The New Face of the Interface
I've seen an interesting new class of user interfaces emerge in products lately. Microsoft's CRM, for instance, uses a ribbon interface, and Aplicor's UI employs a tile-like metaphor. This UI makes it easy to go from job to job and enables a user to pursue business processes that cross interdepartmental boundaries.
I saw an interesting CRM user interface the other day, and while I don't usually write about something as basic as the UI, I was drawn to this one. Actually, I've been very interested in a new class of UI emerging lately; something we haven't thought about in a long time is re-emerging, possibly as a differentiator, so perhaps this is timely.
The last significant UI paradigm before window interfaces was the green screen, the IBM 3270 terminal that displayed information as plain text and worked through punching function keys or tabbing to fields -- you remember? For the new user, the metaphor was pure amoeba -- poke it with a function key and see how it reacted. It took a while to get the hang of it all, and each application could have different standards. The 3270 always looked like something with feathers because it had so many post-it notes attached. The graphical user interface, or GUI, replaced green screens, and I don't need to say much more. We've been living in a windowed world ever since.
The Role-Based UI
Now, the original upgrade from 3270 to GUI was significant because it changed the way we worked by imposing a set of standards. Green screens typically dumped a file into your lap, which was easy because all the data was stored together in a file rather than in relational tables. GUIs to me go hand in hand with relational databases -- perhaps not exactly, but metaphorically. They delivered less data that you didn't want by selecting it from a RDBMS.
Since we got the graphical user interface (GUI), we've been tinkering around the edges with client-server, browsers, thick and thin clients, but we've usually displayed a single-screen equivalent to the application, with buttons to click if we wanted to do something different to the data. Buttons seem to be the heirs to the function key, and different locations on screens have different names for a button. At the top of the screen the persistent buttons are called "tabs," and when they appear elsewhere they might simply be "buttons" or "checkboxes" etc.
But all that might be changing with some out-of-the-box thinking from some vendors.
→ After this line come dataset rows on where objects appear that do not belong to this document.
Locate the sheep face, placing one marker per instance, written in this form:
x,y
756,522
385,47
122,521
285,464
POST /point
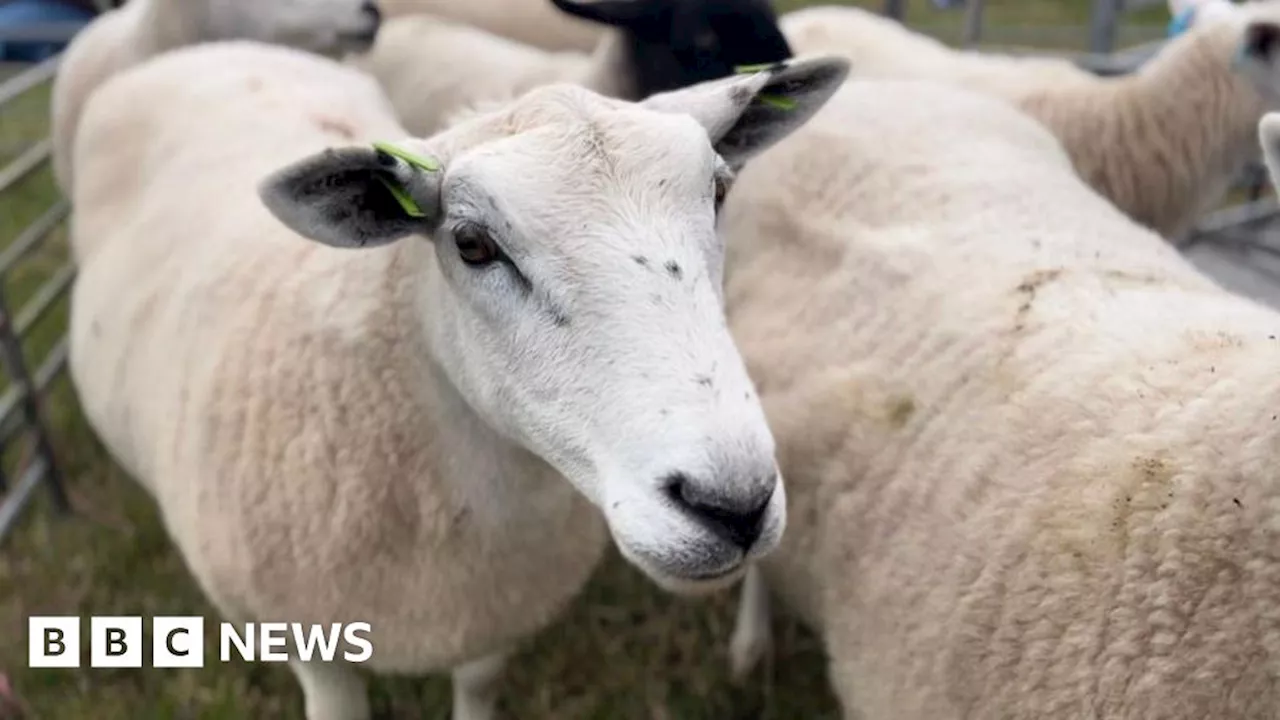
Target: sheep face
x,y
574,295
675,44
325,27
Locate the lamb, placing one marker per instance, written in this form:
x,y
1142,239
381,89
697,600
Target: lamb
x,y
421,434
650,46
529,22
127,36
1029,450
1162,144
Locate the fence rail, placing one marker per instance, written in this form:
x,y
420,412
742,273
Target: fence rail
x,y
22,413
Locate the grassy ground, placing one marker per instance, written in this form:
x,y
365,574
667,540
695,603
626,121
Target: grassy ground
x,y
625,651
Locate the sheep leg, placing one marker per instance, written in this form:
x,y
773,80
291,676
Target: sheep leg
x,y
753,636
475,688
332,691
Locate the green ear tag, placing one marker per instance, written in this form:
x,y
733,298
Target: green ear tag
x,y
777,101
402,197
416,160
428,164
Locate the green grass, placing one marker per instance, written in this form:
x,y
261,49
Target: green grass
x,y
625,650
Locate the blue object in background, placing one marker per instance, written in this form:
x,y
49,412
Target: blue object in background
x,y
1180,22
19,13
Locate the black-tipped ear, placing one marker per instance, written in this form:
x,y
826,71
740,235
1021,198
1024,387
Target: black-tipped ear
x,y
1261,41
1269,136
355,196
746,114
618,13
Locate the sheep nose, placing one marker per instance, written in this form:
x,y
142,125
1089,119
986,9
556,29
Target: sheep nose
x,y
737,518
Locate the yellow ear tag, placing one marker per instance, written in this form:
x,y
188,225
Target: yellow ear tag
x,y
428,164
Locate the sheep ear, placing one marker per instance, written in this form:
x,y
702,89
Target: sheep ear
x,y
356,196
748,113
618,13
1269,135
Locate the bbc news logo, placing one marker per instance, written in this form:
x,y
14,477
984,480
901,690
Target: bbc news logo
x,y
179,642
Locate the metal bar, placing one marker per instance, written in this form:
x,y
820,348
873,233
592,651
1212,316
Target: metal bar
x,y
28,78
24,164
44,300
10,354
42,32
13,505
973,22
35,232
54,363
1102,26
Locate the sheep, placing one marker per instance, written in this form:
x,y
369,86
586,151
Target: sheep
x,y
529,22
652,46
1162,144
1269,137
1028,447
421,434
126,36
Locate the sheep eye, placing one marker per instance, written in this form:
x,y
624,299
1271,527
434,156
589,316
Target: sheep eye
x,y
475,246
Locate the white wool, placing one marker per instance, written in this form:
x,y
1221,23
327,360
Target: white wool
x,y
126,36
1162,144
414,54
1029,450
341,418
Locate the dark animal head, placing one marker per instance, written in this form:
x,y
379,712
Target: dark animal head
x,y
673,44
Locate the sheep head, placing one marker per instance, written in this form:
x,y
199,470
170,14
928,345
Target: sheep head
x,y
572,294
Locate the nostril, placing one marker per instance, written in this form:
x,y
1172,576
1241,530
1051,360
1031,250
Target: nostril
x,y
737,519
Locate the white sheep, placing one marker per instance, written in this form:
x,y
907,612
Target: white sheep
x,y
421,434
1269,137
1162,144
650,46
530,22
127,36
1029,450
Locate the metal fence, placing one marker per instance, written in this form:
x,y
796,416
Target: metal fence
x,y
22,402
23,423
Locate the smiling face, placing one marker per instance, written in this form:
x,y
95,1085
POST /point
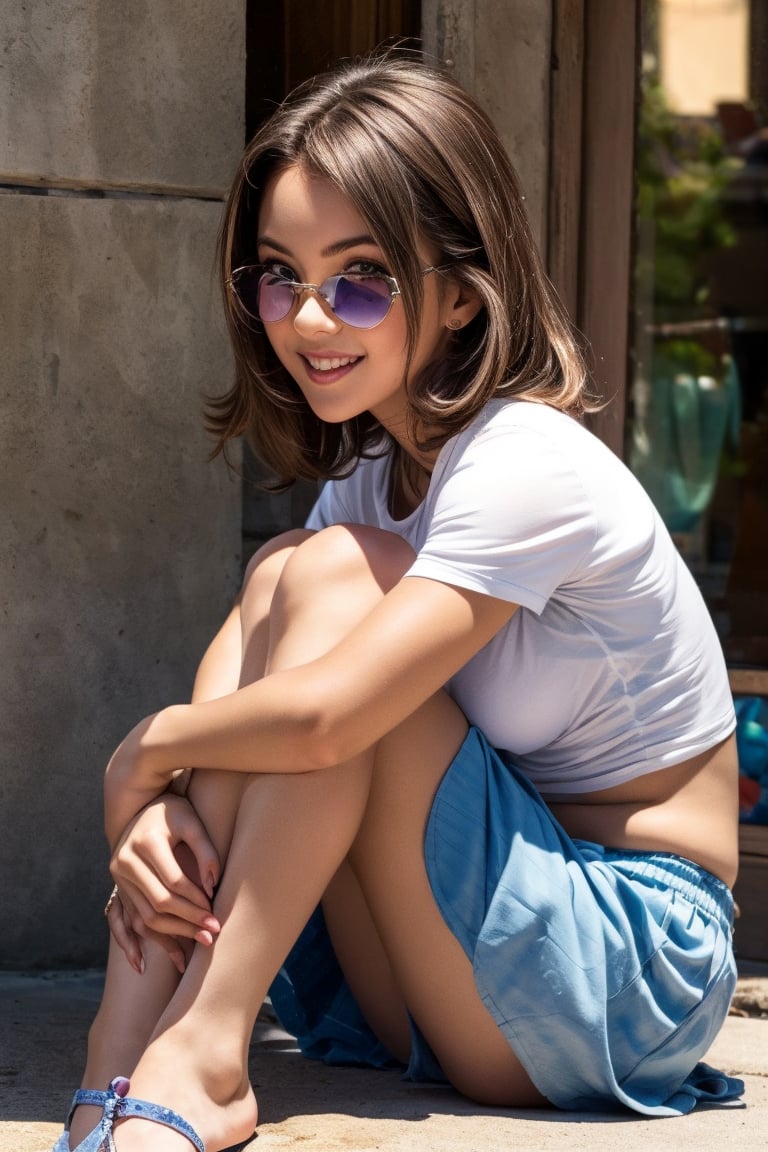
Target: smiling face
x,y
309,232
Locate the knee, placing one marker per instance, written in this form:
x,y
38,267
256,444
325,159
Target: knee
x,y
265,567
343,555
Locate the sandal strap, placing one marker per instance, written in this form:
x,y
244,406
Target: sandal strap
x,y
118,1105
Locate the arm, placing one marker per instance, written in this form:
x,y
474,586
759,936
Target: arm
x,y
320,713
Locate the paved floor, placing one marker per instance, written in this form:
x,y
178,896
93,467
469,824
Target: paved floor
x,y
306,1107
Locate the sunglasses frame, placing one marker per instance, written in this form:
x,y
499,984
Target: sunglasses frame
x,y
298,287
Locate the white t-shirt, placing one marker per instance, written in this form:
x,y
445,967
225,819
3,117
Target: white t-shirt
x,y
611,667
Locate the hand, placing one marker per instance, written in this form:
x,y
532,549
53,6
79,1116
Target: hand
x,y
166,869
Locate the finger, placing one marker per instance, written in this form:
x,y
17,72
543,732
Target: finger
x,y
149,919
198,857
173,865
123,935
159,892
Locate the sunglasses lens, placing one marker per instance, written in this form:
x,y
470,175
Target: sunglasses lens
x,y
274,298
362,303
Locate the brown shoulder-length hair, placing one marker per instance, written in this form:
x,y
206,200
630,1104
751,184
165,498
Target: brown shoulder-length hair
x,y
420,161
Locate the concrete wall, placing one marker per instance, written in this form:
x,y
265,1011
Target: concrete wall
x,y
120,127
501,52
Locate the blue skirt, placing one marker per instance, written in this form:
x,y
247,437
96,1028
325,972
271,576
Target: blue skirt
x,y
608,972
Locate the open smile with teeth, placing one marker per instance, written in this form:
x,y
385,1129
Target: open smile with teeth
x,y
327,365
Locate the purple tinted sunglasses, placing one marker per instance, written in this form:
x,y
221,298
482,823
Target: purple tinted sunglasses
x,y
360,300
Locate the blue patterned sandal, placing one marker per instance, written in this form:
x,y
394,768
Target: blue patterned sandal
x,y
118,1105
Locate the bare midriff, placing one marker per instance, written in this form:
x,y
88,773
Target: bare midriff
x,y
690,809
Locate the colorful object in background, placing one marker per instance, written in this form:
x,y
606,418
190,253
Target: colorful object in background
x,y
752,743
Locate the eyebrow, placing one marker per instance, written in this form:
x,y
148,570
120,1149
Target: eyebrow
x,y
341,245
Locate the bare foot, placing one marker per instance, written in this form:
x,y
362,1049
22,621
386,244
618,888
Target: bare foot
x,y
221,1111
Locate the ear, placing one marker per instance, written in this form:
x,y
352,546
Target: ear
x,y
462,305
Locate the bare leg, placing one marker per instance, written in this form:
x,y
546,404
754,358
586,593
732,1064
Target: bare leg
x,y
290,838
131,1003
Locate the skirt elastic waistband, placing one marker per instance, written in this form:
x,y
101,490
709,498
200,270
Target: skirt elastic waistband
x,y
700,887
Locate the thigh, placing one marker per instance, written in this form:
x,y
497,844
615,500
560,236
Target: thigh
x,y
431,970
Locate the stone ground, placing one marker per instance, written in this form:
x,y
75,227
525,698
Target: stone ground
x,y
306,1107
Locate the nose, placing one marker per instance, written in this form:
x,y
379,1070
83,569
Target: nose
x,y
313,313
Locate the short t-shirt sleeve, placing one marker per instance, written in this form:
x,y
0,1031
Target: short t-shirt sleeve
x,y
510,517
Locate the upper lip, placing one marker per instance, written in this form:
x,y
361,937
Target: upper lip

Recently, I saw Microsoft's CRM UI, which has a "ribbon" containing the functions appropriate to the job you are involved in. The big idea for the ribbon is that its contents change as you change activities. So a salesperson would have a set of functions appropriate to selling but the sales manager might have a super set of those tools plus some management functions or the ability to see all of the deals his or her team is working on. If needed, both users have access to other Microsoft applications like accounting functions.
This role-based UI is a great idea, and I expect Microsoft enables users to change the functions in the ribbon as they need to. It's a nice idea. I like it because it gives more flexibility to the user to do a job as the user thinks it needs doing. Perhaps that leads to job satisfaction, or at least less frustration, and those are good things.
Another new UI comes from Aplicor, an emerging company from Boca Raton, Fla., that has a suite of front- and back-office functions that I find interesting. The Aplicor UI supports flexibility, but in a different way than the Microsoft ribbon. Aplicor supports a standards-based UI that is easy to figure out but it also enables multiple applications to be live at the same time, which supports a more natural ability to enable the user to sequence work.
The Aplicor UI (wish it had a name) uses a tiled workspace metaphor. In it, multiple applications -- even third-party applications -- can be active at once, and the user can simply mouse from one to the next and back. The tiles, or "panels" as they are called, fill up the workspace, but the user can opt for full-screen viewing of any application. It reminds me of a tabbed interface but without the need to remember which tab to go to -- all the active applications are open in front of the user, but not scattered around the screen in separate windows. Of course, Aplicor still supports tabs, but I think users will naturally gravitate to the new metaphor quickly.
I am not a big fan of multitasking because research has shown that it's an illusion. No one really multitasks; they just move between jobs very quickly. This UI makes it easy to go from job to job, and if not exactly multitasking, it does enable a user to pursue business processes that cross interdepartmental boundaries.
For instance, a salesperson might want to check credit on a prospect before closing a deal or making a sales call. That's a very easy thing to do in two separate windows, but the Aplicor UI makes it a bit easier with the tiled UI. Similarly, the rep could open a panel on a social networking site for use while prospecting. There are many possibilities.
As we look down the road to next-generation CRM with analytics and social technologies embedded, other ideas like unified communications and more robust portals will, I think, come forward, and a UI like this might be very useful. It's a small thing, really, but the potential impact could be big.